LRO can always be done in software.  You can do it at driver, ether_input
or ip_input level.

> a few comments:
> 1. i don't think it makes sense to send multiple acks on
>     coalesced segments (and the 82599 does not seem to do that).
>     First of all, the acks would get out with minimal spacing (ideally
>     less than 100ns) so chances are that the remote end will see
>     them in a single burst anyways. Secondly, the remote end can
>     easily tell that a single ACK is reporting multiple MSS and
>     behave as if an equivalent number of acks had arrived.

ABC (appropriate byte counting) gets in the way though.

> 2. i am a big fan of LRO (and similar solutions), because it can save
>     a lot of repeated work when passing packets up the stack, and the
>     mechanism becomes more and more effective as the system load increases,
>     which is a wonderful property in terms of system stability.
>
>     For this reason, i think it would be useful to add support for software
>     LRO in the generic code (sys/net/if.c) so that drivers can directly use
>     the software implementation even without hardware support.

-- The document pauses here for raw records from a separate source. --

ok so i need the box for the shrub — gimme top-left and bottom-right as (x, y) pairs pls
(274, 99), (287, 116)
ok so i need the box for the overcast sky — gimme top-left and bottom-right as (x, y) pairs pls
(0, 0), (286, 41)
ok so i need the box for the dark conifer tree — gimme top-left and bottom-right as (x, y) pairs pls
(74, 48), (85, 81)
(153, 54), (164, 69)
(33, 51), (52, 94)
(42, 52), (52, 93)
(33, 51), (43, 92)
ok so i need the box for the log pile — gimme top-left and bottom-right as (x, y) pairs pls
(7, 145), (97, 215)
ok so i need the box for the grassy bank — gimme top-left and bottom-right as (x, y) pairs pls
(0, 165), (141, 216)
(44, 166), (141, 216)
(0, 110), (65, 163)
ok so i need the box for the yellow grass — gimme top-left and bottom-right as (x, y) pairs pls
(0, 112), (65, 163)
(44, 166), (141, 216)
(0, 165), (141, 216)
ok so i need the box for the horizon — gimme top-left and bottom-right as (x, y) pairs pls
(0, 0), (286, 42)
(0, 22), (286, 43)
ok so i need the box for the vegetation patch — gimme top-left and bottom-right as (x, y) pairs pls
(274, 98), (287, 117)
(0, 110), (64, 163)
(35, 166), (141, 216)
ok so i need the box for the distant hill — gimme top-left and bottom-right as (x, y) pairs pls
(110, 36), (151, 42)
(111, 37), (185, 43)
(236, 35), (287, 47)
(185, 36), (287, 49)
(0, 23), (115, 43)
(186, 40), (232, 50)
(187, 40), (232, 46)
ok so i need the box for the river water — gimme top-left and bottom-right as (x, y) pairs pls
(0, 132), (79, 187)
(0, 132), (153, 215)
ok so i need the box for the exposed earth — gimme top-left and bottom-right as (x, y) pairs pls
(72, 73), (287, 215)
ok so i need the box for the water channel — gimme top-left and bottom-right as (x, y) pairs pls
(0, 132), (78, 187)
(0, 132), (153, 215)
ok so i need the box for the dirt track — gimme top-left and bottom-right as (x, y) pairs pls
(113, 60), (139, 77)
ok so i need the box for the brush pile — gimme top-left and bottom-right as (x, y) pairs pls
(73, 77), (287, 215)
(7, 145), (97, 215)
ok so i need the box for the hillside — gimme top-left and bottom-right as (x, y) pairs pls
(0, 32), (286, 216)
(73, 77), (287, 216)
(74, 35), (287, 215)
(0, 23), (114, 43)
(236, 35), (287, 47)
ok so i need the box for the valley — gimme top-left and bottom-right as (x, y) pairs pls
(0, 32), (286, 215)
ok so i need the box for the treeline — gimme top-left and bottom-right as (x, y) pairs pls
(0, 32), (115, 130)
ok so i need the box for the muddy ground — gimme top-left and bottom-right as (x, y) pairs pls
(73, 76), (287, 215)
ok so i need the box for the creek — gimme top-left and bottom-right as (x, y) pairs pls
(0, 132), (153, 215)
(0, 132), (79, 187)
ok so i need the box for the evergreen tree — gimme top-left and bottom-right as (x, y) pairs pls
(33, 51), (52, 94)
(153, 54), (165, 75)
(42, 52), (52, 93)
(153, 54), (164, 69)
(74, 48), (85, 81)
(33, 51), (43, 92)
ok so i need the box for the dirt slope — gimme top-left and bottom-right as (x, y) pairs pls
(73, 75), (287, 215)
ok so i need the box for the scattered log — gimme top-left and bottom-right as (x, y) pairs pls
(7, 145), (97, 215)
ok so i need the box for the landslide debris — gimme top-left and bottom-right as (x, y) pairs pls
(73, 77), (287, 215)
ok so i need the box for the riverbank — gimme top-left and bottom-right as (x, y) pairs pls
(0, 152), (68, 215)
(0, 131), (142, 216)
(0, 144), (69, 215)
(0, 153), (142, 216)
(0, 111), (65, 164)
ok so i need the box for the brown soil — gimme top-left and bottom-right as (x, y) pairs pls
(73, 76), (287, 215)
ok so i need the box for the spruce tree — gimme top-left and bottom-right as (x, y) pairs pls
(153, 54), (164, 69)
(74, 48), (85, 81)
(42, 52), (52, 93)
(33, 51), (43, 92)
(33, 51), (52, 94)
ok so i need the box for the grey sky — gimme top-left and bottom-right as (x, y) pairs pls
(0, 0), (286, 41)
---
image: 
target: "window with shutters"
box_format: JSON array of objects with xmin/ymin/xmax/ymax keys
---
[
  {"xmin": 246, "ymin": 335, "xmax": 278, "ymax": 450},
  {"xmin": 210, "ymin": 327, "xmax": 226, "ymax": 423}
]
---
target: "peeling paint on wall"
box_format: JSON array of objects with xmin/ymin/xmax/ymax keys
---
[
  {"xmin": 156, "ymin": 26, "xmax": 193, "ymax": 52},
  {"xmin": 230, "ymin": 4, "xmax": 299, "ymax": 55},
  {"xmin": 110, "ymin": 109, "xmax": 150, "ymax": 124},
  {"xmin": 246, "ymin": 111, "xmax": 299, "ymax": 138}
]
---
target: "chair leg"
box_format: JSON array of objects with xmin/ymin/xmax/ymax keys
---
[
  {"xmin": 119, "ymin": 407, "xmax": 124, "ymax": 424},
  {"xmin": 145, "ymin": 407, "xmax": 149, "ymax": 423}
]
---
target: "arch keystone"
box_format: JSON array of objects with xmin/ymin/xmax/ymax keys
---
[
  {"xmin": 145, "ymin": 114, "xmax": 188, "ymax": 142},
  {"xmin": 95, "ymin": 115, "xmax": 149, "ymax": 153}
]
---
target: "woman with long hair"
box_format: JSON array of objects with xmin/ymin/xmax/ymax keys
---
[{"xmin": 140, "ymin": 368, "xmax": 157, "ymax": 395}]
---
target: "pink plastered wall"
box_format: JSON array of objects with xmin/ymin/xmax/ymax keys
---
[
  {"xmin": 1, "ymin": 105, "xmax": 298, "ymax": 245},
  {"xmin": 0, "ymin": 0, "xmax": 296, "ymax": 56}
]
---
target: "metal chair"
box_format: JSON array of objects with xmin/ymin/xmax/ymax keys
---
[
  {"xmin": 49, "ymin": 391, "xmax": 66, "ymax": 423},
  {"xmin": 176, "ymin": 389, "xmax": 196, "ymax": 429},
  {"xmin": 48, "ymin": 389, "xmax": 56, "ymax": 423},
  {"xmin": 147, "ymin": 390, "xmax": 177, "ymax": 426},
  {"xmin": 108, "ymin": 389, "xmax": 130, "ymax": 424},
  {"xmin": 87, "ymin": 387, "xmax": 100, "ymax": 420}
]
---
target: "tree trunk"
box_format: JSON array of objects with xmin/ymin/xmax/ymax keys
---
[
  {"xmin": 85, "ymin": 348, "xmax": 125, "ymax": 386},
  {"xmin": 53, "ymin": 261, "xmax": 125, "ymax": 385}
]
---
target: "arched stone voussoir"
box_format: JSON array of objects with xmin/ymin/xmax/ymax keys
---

It hurts on higher RTT links in the general case.  For LAN RTT's
it's good.

> 3. similar to LRO, it would make sense to implement a "software TSO"
>     mechanism where the TCP sender pushes a large segment down to
>     ether_output, and having code in if_ethersubr.c do the segmentation
>     and checksum computation. This would save multiple traversals of
>     the various layers on the stack recomputing essentially the same
>     information on all segments.

All modern NIC's support hardware TSO.  There's little benefit in
having a parallel software implementation.  And then you run into
the mbuf chain copying issue further down the layer.  The win won't
be much.

-- 
Andre